Et si nous étions invités à creuser notre propre humanité pour y trouver le trésor que Dieu a caché en chacun de nous ? Nul besoin de s’en prévaloir. Ce trésor discret, cadeau de Dieu, est là, pour servir nos sœurs, nos frères et fertiliser le champ de la terre où nous vivons notre quotidien. Comme pour la poule aux œufs d’or, ce trésor doit rester enfoui, au creux de notre chair, pour fructifier. Et si ce trésor était aussi un peu cette étincelle du divin en nous qui nous guide dans la quête du sens à donner à notre vie ? Ce Dieu proche, cette présence discrète et fragile agit alors en nous et avec nous, chaque jour, peu à peu, pour faire advenir une terre où les aveugles retrouvent la vue, et les boiteux marchent, les lépreux sont purifiés, et les sourds entendent, les morts ressuscitent, et les pauvres reçoivent la Bonne Nouvelle (Mt 11, 5). Ainsi, le Royaume des cieux est déjà en marche et nous y devenons les artisans qui, pierre après pierre, construisent l’idéal que Dieu a rêvé pour sa création.

La deuxième parabole change de perspective. Nous ne cherchons plus un trésor dans un champ. C’est le négociant, infatigable Éternel qui parcourt la terre à la recherche de la perle unique, de la brebis perdue, du fils prodigue, de la piécette égarée. Il y croit, ce Dieu parcourant la terre. Il sait, il cherche… Il nous trouve. Il nous dit : « Et moi, je suis avec vous tous les jours jusqu’à la fin du monde. » (Mt 28, 30)

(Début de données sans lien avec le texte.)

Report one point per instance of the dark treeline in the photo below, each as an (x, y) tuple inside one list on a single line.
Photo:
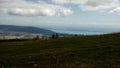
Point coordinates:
[(15, 40)]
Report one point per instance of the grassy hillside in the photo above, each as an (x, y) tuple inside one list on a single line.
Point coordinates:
[(74, 52)]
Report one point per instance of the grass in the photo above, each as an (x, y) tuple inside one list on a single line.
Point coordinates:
[(100, 51)]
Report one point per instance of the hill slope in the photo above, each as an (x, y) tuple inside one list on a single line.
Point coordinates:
[(23, 29), (73, 52)]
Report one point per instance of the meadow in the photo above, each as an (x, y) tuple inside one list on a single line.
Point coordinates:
[(95, 51)]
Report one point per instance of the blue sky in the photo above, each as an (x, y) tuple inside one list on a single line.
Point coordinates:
[(65, 16)]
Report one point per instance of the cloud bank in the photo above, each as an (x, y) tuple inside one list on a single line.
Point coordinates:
[(29, 8), (56, 7)]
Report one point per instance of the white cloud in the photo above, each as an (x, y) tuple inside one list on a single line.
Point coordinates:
[(69, 1), (56, 7), (116, 10), (23, 7), (93, 5)]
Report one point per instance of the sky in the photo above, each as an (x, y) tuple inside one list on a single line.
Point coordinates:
[(64, 16)]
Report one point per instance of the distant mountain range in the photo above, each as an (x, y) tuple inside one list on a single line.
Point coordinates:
[(12, 29), (21, 30)]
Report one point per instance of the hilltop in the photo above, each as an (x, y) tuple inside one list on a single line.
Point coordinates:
[(16, 30), (97, 51)]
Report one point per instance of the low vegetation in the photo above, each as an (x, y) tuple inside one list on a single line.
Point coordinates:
[(100, 51)]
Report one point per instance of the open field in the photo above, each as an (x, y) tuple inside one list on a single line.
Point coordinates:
[(102, 51)]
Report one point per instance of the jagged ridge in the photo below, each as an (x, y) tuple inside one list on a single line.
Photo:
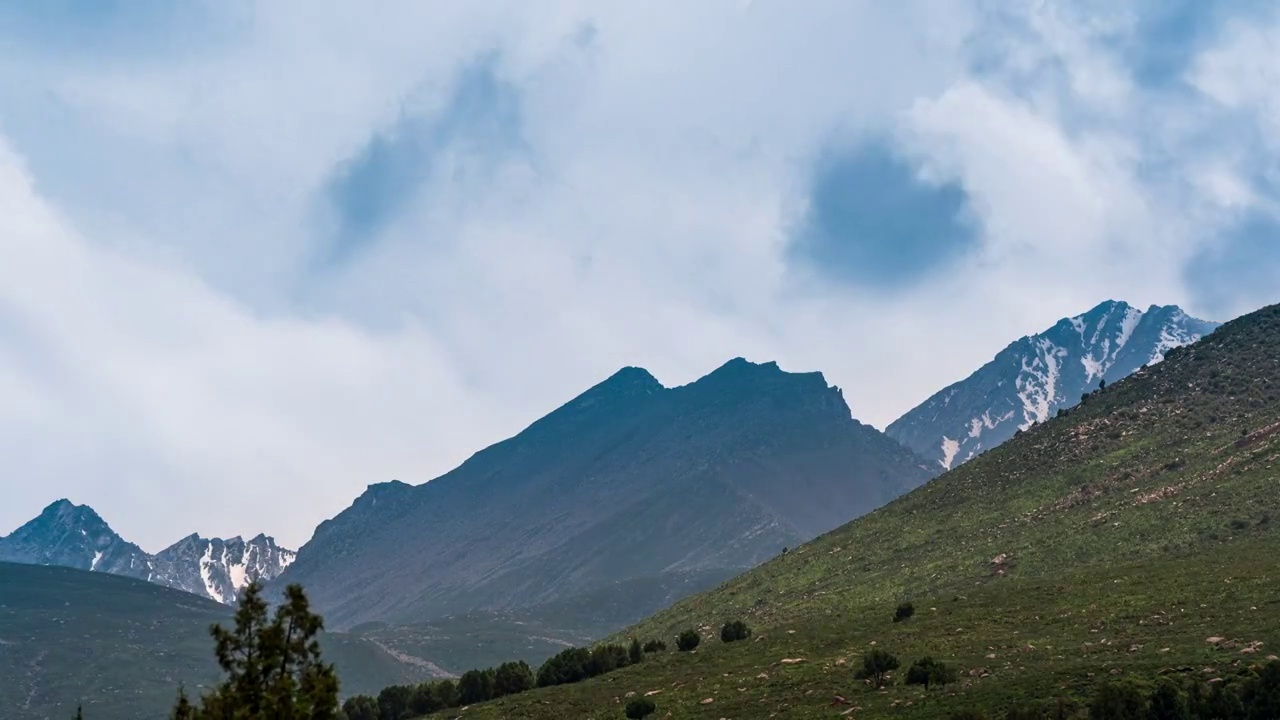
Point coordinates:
[(74, 536), (1037, 376)]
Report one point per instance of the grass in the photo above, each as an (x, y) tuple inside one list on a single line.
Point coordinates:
[(1114, 540)]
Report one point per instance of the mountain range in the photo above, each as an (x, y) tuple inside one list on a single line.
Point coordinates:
[(1127, 545), (1037, 376), (625, 499), (74, 536)]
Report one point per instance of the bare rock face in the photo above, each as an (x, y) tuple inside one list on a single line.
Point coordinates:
[(621, 501), (74, 536), (1037, 376)]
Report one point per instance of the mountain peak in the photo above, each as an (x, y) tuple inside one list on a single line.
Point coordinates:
[(59, 506), (629, 381), (1041, 374)]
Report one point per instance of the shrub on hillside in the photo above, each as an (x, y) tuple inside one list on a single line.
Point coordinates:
[(904, 611), (640, 707), (512, 678), (476, 686), (928, 671), (607, 659), (566, 666), (393, 702), (1118, 701), (360, 707), (735, 630), (426, 697), (1168, 702), (877, 665), (688, 641)]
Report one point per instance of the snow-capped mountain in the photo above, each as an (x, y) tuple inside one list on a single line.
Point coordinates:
[(1037, 376), (219, 568), (74, 536)]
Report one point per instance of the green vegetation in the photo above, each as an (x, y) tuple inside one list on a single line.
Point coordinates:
[(877, 664), (1130, 541), (640, 709), (904, 611), (654, 646), (273, 666), (122, 647), (688, 641), (928, 671), (735, 630)]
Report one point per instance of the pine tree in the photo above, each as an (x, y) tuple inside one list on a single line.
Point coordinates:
[(273, 666), (182, 710)]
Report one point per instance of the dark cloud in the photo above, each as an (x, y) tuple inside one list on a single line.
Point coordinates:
[(873, 220), (480, 122)]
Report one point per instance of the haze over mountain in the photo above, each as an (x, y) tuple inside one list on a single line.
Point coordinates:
[(1037, 376), (626, 497), (120, 647), (256, 255), (74, 536), (1130, 540)]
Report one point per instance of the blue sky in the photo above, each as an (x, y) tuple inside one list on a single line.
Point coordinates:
[(252, 247)]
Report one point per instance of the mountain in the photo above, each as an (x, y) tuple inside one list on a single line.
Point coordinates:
[(1037, 376), (618, 502), (74, 536), (219, 568), (122, 646), (1136, 537)]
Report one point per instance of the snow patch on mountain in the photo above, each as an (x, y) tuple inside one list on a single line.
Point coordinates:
[(74, 536), (1037, 376)]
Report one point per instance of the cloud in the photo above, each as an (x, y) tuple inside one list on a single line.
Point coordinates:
[(309, 246), (873, 219), (480, 121)]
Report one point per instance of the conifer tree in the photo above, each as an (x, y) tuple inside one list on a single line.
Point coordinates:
[(273, 666)]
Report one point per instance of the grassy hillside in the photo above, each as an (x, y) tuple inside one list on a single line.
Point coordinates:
[(122, 646), (1115, 540)]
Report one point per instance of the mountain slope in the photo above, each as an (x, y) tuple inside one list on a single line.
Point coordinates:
[(74, 536), (1037, 376), (1137, 533), (681, 486), (122, 646)]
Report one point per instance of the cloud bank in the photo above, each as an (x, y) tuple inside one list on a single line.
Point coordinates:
[(257, 255)]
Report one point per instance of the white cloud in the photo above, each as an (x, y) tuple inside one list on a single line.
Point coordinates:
[(172, 354)]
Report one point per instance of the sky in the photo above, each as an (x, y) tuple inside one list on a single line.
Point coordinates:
[(257, 255)]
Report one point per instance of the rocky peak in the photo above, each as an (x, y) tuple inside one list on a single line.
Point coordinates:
[(1037, 376)]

La troisième parabole parle de la fin des âges, de la séparation des bons et des méchants, du temps des pleurs et des grincements de dents… Cela peut faire peur. Cependant, retournons aux paraboles précédentes de Jésus. Il nous parle du Mauvais en action, des ronces qui étouffent, du manque de racines qui fragilise, des épines qui éloignent de Dieu, de l’ivraie qui s’immisce au cœur de la bonté. Oui, dans ce monde, il y a le bien et le mal qui s’enlacent. Dieu le sait. Il est patient. Le roseau froissé, il ne le brisera pas et la mèche fumante, il ne l’éteindra pas (Mt 12, 20). Comme pour Salomon, il essaie de nous donner un cœur intelligent et sage pour nous aider à discerner tout au long de nos jours.

Un Dieu jardinier attentif, un réservoir de talents offerts, un Royaume qui lentement advient…Tous ces trésors trouvés donnent sens à nos vies. Le chercheur d’absolu, logé au cœur de notre être, ose alors, peu à peu, lâcher prise sur bien des paillettes et mirages du monde pour rentrer dans la logique du Royaume. Patient, Dieu, lui, attend que tous ces trésors deviennent comme les instruments d’un orchestre jouant un hymne à la joie éternelle.